= PRISM model checker =

PRISM is a probabilistic model checker, a formal verification software tool for the modelling and analysis of systems that exhibit probabilistic behaviour. PRISM was introduced around 2002 in the context of Parker's PhD work and is still under active development (as of 2024).

One source of such systems is the use of randomization, for example in communication protocols like Bluetooth and FireWire, or in security protocols such as Crowds and Onion routing. Stochastic behaviour also arises in many other computer systems, for example due to equipment failures, unreliable sensors and actuators, or unpredictable communication delays. PRISM has been used to analyse a diverse range of applications, from robot planning to computer network performance analysis to biochemical reaction networks.

PRISM can be used to analyse several different types of probabilistic models, including discrete-time Markov chains, continuous-time Markov chains, Markov decision processes and probabilistic extensions of the timed automata formalism. It also supports probabilistic models with partial observability and notions of epistemic uncertainty. Properties to be verified against these models are expressed in probabilistic extensions of temporal logic, such as PCTL. PRISM's companion tool PRISM-games provides analysis for stochastic games.
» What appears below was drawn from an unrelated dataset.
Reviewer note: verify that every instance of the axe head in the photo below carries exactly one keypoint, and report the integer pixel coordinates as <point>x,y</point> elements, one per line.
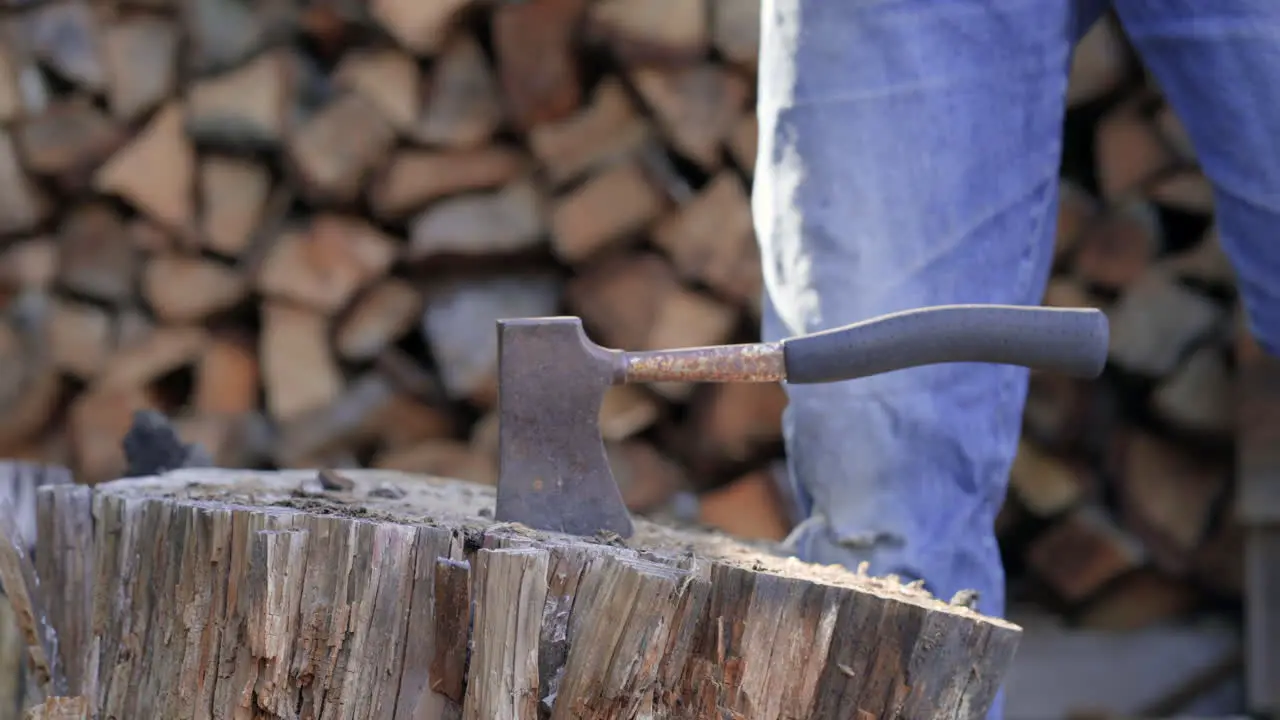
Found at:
<point>552,469</point>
Development of PRISM is led from the University of Oxford. The project originally began at the University of Birmingham. The tool is open-source software, released under the GNU General Public License. PRISM has been selected for the Google Summer of Code programme in 2013 and 2014. The tool and its creators have won several awards: the 2024 ETAPS Test-of-Time Tool Award and the HVC 2016 Award.

The PRISM probabilistic model checker appears unrelated to the PRISM probabilistic logic programming system (PRogramming In Statistical Modelling, introduced in the late 1990s by Sato and collaborators).